A recently announced hotel project for an important intersection in the northeast neighborhood of Philadelphia known as "Fishtown" provides a useful case study of how a proposed development of commercial real estate must satisfy the local planning authority and the project's neighbors.

A developer who has built other projects in Fishtown announced plans to build a 125-room hotel at the intersection of Frankford Avenue and Leopold Street. The hotel would incorporate a jazz bar, a restaurant and bar, office space, and a banquet hall in addition to hotel guest rooms. The preliminary design shows a building of post-industrial architecture with floor-to-ceiling windows and high ceilinged rooms.

The developer said that he would seek rezoning of the three parcels comprising the project, and any such change requires neighborhood approval. Hence, the Fishtown Neighborhood Association recently held a zoning meeting to give neighbors a chance to air their concerns about the project. Current zoning limits total building floor space to 500% of the first floor area, but the plan calls for total square footage of 542 percent. Also, the zoning code requires an open area on the site, and the hotel as currently conceived would occupy the entire lot.

By common agreement, the biggest unanswered question is where and how the developer will provide the 107 parking spaces required by the zoning code. Several solutions are being discussed by the developer and local businesses. Neighbors who expressed concern about the parking also stated that the developer was a "good guy" and that they expected him to work with them to find a viable solution.

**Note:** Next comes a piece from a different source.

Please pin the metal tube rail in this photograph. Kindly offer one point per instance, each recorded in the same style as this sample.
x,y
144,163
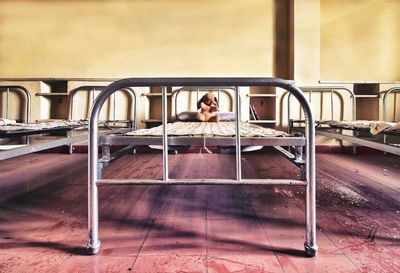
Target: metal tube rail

The Association approved the project by an 81-7 vote. This show of strong support for the project shows how the developer has already endeavored to understand and meet the city's requirements and to assure the neighbors that he will work with them. The central lesson of this project for commercial real estate developers is to study and become familiar with zoning and construction requirements before announcing the project and to provide believable assurances to the neighbors that their concerns will be addressed. An experienced real estate attorney can offer valuable assistance in carrying out both steps.